La Nouvelle-Guinée est un pays de hautes montagnes, de plateaux et de vallées cachées ; certaines de ses régions n’ont jamais été explorées par des Blancs. L’île est habitée par de nombreuses tribus qui parlent plus de 500 idiomes. Certains groupes linguistiques ne comptent pas plus de 5 000 personnes.
Jadis, ces tribus ne faisaient que très peu de commerce entre elles. Il y avait beaucoup de guerres tribales mais peu d’échanges culturels. Cet état de choses a changé cependant, aussi a-t-on besoin d’un moyen de communication verbale, d’un idiome qui s’apprenne rapidement et facilement. Le pidgin mélanésien satisfait ce besoin. Au fur et à mesure que cette langue pénètre dans les régions reculées de l’intérieur de l’île, des indigènes de plus en plus nombreux sont capables de communiquer entre eux. Ils apprennent le pidgin en peu de temps, tandis qu’une langue plus complexe serait beaucoup plus difficile pour eux.
L’emploi habile d’un vocabulaire limité
Le vocabulaire du pidgin mélanésien augmente, mais il compte encore moins de 2 000 mots. Les langues plus anciennes en possèdent beaucoup plus. Cependant, même avec un vocabulaire aussi limité, il est possible de s’exprimer de façon précise et expressive. Il s’agit simplement de savoir comment utiliser ces mots.

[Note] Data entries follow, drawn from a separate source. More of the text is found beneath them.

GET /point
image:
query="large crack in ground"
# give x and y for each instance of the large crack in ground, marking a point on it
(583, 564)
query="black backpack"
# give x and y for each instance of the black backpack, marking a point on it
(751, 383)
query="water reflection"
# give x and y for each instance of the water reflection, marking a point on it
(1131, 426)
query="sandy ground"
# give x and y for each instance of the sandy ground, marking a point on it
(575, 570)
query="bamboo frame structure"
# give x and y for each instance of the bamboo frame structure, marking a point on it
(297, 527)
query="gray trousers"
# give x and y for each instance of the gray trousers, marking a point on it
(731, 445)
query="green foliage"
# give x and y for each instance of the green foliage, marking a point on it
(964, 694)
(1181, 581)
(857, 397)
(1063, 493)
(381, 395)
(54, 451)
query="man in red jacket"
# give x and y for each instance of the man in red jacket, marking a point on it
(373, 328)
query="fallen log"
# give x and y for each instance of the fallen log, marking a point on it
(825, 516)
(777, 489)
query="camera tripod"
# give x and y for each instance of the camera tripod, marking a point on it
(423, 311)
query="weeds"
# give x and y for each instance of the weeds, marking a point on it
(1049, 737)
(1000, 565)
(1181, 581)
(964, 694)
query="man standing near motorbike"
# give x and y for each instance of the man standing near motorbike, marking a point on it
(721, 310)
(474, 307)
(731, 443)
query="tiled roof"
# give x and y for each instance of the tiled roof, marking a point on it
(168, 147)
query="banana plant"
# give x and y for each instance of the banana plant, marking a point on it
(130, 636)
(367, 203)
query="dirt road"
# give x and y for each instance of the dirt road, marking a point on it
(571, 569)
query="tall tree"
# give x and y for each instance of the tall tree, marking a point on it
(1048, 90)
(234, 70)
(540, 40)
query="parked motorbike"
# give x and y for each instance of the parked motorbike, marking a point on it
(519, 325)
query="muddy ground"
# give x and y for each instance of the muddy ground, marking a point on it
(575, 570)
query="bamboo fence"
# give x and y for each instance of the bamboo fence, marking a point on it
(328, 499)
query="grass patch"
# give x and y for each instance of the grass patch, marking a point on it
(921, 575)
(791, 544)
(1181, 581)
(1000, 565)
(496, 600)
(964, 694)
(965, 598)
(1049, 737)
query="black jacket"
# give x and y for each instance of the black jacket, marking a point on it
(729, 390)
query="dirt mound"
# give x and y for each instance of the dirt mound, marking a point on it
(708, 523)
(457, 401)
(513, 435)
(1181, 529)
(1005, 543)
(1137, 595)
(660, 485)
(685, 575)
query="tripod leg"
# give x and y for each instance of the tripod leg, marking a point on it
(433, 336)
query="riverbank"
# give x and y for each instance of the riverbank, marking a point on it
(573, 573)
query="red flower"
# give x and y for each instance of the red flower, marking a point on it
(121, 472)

Prenons l’exemple du mot pour “pain” qui est “bret” en pidgin mélanésien. Puisqu’il n’existe aucun terme pour “boulangerie”, on dit “haus bret”, c’est-à-dire “maison du pain”. Le “boulanger” est le “man bilong wokim bret” ou “l’homme qui fait du pain”. Un pain est simplement “hap bret”, expression qui ne signifie pas un demi-pain mais un “morceau de pain”. Un “pain coupé en tranches” est rendu par “bret ol i-katim pastaim” : du “pain déjà coupé”.
Par conséquent, même s’il n’existe pas de mots en pidgin pour désigner certains objets, on arrive généralement à exprimer la pensée que l’on veut communiquer. Le pidgin ne possède pas de mot signifiant “Créateur”, par exemple, mais on exprime tout ce que ce titre implique par la phrase “Man bilong wokim olgeta samting”, laquelle veut dire “Celui qui fait toutes choses”.
La langue écrite
La traduction en pidgin mélanésien d’écrits rédigés dans d’autres langues pose évidemment des problèmes. Cependant, certaines parties de la Bible, le meilleur écrit qui soit, ont été traduites en pidgin, et notamment les quatre Évangiles, les Actes des apôtres et certaines lettres de l’apôtre Paul. Les Néo-Guinéens recherchent et étudient ces écrits avec avidité, et c’est tout à leur honneur.
Des publications de plus en plus nombreuses paraissent en pidgin mélanésien : avis publics, brochures, journaux et livres. Le périodique La Tour de Garde, diffusé dans le monde entier, est publié en pidgin mélanésien et a dans cette langue un tirage de 3 800 exemplaires.
À notre époque, communiquer avec des personnes de toutes races et de toutes nationalités de façon à se faire bien comprendre, est l’un des plus grands besoins de l’homme. Le pidgin est une des langues que l’on peut employer à cette fin.